USA verfehlen 70-Prozent-Ziel für Corona-Impfungen bis 4. Juli Nürnberger Blatt

Impfung – Bild: Biontech

Die USA werden das Ziel von Präsident Joe Biden verfehlen, bis zum Nationalfeiertag 4. Juli eine Corona-Grundimpfung für 70 Prozent aller Erwachsenen zu haben. “Wir denken, dass es noch ein paar Wochen dauern wird”, gab der Corona-Koordinator des Weißen Hauses, Jeffrey Zients, am Dienstag zu. Bisher haben 65,4 Prozent der Erwachsenen in den USA mindestens eine Impfdosis erhalten. Das sind rund 169 Millionen Erwachsene.

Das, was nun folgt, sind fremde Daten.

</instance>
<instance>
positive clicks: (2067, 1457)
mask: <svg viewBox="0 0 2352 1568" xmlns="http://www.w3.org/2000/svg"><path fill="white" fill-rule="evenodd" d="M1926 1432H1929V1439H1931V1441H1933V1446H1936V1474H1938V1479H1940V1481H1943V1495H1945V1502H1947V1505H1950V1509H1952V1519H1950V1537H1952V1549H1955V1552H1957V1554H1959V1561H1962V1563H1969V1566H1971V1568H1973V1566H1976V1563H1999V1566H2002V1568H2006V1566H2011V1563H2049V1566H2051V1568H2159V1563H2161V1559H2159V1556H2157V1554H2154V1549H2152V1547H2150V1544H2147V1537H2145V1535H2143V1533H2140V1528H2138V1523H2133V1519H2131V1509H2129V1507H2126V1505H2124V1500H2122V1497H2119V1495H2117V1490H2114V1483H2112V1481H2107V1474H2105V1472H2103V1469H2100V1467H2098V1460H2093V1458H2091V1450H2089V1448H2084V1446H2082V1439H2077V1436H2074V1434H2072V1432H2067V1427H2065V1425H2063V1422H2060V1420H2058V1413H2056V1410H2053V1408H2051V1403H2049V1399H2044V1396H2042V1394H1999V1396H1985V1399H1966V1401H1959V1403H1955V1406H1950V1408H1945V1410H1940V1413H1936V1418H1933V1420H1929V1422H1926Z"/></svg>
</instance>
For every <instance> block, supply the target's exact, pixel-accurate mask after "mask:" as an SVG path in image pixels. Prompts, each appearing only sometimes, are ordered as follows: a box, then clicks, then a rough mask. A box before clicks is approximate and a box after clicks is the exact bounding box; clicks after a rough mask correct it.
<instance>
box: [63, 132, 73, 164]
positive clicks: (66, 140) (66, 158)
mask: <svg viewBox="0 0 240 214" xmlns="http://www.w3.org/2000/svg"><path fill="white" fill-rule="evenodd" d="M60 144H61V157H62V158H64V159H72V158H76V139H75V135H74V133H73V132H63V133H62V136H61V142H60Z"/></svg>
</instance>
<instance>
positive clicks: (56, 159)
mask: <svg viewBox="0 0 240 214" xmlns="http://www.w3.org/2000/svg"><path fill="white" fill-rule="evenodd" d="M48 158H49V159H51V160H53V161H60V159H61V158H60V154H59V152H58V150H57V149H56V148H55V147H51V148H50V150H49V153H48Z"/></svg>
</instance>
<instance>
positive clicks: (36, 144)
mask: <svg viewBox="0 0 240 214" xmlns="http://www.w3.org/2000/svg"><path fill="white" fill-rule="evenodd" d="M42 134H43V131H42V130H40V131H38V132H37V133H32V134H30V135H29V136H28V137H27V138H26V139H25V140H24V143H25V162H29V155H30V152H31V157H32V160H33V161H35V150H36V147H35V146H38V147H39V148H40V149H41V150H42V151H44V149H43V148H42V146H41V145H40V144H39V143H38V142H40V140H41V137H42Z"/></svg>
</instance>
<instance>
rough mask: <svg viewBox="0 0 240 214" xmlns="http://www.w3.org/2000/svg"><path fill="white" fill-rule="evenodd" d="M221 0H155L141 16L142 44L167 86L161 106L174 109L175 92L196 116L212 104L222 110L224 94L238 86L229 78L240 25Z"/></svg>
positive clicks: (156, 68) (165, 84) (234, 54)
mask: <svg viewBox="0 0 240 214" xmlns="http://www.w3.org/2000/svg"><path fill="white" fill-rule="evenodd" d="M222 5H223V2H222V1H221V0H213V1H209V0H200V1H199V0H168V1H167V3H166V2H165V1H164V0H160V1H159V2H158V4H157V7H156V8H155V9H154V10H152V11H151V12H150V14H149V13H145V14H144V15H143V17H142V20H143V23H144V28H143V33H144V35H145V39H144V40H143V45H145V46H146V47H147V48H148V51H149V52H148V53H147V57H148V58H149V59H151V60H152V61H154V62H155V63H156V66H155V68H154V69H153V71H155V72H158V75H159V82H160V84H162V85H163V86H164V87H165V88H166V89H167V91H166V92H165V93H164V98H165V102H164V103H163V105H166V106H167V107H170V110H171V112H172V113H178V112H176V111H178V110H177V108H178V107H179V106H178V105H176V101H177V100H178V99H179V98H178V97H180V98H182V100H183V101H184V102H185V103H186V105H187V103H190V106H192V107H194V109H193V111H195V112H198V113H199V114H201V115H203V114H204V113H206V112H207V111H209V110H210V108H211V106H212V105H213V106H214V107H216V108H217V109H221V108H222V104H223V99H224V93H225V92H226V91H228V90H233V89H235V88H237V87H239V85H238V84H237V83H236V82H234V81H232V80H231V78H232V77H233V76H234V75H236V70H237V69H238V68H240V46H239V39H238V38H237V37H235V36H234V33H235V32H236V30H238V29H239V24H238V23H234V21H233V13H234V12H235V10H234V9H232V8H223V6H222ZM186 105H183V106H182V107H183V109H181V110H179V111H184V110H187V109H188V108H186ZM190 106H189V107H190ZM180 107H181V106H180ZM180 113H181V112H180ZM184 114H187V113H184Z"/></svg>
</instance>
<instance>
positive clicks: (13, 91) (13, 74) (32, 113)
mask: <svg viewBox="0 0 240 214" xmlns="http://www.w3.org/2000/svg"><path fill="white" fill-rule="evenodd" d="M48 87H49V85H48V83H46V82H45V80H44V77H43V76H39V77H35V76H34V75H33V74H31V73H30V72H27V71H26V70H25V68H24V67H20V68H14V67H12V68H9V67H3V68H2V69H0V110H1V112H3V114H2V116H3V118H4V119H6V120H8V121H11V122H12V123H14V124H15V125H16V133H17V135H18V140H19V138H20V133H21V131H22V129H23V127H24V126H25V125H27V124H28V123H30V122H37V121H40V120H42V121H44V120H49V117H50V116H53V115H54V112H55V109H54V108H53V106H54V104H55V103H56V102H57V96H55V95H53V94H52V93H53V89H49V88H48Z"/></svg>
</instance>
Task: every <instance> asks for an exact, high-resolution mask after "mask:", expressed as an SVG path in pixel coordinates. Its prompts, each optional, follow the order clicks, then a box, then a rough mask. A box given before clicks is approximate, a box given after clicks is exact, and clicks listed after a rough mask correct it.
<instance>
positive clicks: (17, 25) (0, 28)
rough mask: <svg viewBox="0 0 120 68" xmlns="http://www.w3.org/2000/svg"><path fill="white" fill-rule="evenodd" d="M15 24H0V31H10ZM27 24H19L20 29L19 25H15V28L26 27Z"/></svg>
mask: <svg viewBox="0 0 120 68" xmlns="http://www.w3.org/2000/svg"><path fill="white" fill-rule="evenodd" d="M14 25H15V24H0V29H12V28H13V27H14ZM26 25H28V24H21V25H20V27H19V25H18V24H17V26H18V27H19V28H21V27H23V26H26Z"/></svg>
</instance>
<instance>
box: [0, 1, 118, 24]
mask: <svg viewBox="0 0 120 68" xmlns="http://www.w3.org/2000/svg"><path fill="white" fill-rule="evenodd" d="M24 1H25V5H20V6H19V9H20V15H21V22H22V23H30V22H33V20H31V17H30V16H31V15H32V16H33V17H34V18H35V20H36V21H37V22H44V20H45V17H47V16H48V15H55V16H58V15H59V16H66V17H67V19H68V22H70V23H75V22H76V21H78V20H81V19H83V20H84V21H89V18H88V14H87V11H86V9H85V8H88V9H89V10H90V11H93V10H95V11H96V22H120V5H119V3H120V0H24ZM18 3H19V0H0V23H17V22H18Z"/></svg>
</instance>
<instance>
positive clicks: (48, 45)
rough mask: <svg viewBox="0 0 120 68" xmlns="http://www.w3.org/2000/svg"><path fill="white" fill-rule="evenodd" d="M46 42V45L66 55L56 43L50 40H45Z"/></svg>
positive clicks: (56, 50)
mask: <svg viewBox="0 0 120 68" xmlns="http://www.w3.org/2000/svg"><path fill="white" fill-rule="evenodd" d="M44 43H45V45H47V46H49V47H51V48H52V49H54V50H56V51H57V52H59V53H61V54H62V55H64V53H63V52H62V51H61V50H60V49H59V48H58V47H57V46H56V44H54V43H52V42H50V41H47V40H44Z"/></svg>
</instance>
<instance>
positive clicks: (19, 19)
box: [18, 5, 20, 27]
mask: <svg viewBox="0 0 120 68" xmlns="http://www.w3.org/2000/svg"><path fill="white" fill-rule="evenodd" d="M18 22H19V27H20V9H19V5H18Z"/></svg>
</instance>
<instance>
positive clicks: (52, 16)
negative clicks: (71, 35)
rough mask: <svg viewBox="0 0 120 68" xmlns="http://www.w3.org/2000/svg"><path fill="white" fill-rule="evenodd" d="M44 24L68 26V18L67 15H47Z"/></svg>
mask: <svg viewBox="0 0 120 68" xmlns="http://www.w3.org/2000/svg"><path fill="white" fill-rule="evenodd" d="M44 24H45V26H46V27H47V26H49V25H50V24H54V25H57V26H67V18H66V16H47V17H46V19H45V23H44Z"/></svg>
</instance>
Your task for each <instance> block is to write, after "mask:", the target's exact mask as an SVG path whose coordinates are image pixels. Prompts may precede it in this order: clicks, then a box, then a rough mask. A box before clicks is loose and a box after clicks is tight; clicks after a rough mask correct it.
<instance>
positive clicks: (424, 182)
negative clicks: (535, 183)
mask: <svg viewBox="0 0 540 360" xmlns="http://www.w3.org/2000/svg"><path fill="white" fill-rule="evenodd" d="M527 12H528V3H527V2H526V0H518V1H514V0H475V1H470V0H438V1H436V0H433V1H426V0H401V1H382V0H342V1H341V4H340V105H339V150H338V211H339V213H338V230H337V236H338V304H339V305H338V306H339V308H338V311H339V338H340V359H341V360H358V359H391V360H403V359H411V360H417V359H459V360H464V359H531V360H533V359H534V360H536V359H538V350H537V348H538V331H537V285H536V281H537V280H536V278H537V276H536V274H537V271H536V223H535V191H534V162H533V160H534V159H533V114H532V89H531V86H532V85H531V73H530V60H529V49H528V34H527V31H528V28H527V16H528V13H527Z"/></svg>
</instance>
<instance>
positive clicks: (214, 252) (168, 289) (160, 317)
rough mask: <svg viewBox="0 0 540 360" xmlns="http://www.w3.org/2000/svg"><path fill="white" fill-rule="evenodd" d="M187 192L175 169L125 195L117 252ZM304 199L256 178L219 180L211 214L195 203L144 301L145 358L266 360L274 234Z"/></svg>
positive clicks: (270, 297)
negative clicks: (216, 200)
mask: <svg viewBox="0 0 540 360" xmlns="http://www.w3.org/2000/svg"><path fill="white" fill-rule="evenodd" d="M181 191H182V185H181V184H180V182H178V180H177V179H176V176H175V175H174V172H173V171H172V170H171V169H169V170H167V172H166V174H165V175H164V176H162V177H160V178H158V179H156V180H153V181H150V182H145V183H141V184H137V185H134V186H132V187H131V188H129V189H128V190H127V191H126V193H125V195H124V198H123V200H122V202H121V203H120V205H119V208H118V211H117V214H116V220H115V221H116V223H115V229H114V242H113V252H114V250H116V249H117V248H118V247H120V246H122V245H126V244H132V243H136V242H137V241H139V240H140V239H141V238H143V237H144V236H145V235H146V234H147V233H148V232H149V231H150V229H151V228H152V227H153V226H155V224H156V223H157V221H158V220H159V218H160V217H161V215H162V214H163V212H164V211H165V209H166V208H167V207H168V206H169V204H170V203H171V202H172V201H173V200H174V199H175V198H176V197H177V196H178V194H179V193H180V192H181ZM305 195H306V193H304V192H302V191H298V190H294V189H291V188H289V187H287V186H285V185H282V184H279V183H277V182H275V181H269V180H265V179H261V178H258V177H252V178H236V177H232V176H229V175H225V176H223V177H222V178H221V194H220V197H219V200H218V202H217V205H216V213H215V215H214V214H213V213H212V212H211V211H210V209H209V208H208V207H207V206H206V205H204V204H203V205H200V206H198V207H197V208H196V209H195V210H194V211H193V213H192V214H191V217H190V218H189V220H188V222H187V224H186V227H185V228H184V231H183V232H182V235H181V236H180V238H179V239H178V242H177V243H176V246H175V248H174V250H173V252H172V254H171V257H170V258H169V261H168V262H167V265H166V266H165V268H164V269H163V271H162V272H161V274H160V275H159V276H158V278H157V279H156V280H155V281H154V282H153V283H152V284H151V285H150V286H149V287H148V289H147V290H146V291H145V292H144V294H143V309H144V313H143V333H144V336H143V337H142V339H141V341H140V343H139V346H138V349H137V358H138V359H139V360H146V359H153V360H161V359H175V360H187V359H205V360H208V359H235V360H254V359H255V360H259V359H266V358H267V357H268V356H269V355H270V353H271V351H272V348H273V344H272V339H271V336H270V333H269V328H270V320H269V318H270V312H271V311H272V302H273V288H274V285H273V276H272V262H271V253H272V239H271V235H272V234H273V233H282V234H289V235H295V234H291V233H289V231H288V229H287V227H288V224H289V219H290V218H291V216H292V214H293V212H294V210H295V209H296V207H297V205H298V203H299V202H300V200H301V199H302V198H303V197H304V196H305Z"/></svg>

Biden hatte das 70-Prozent-Ziel für den Unabhängigkeitstag am 4. Juli Anfang Mai ausgerufen. Die USA sollten dann “unsere Unabhängigkeit als Nation und unsere Unabhängigkeit von diesem Virus feiern”, sagte der Präsident damals. Biden wollte der ins Stocken geratenen Impfkampagne neuen Schwung verleihen.

Die von Biden nach seinem Amtsantritt am 20. Januar massiv geförderte Impfkampagne machte zunächst zügige Fortschritte. Allerdings ist die Zahl der täglichen Impfungen seit April rückläufig. Gab es Mitte April durchschnittlich rund 3,4 Millionen Impfungen pro Tag – an manchen Tagen sogar mehr als vier Millionen – sind es mittlerweile durchschnittlich rund 850.000 Impfungen pro Tag. Besonders niedrig ist die Impfrate in den konservativ dominierten Südstaaten.

In den USA sind seit Beginn der Pandemie mehr als 600.000 Menschen an den Folgen einer Corona-Infektion gestorben, die mit Abstand höchste Zahl weltweit. In den vergangenen Monaten ist die Zahl der Neuinfektionen und Todesfälle jedoch deutlich zurückgegangen. Mittlerweile werden täglich rund 10.000 Neuinfektionen registriert und rund 270 Tote.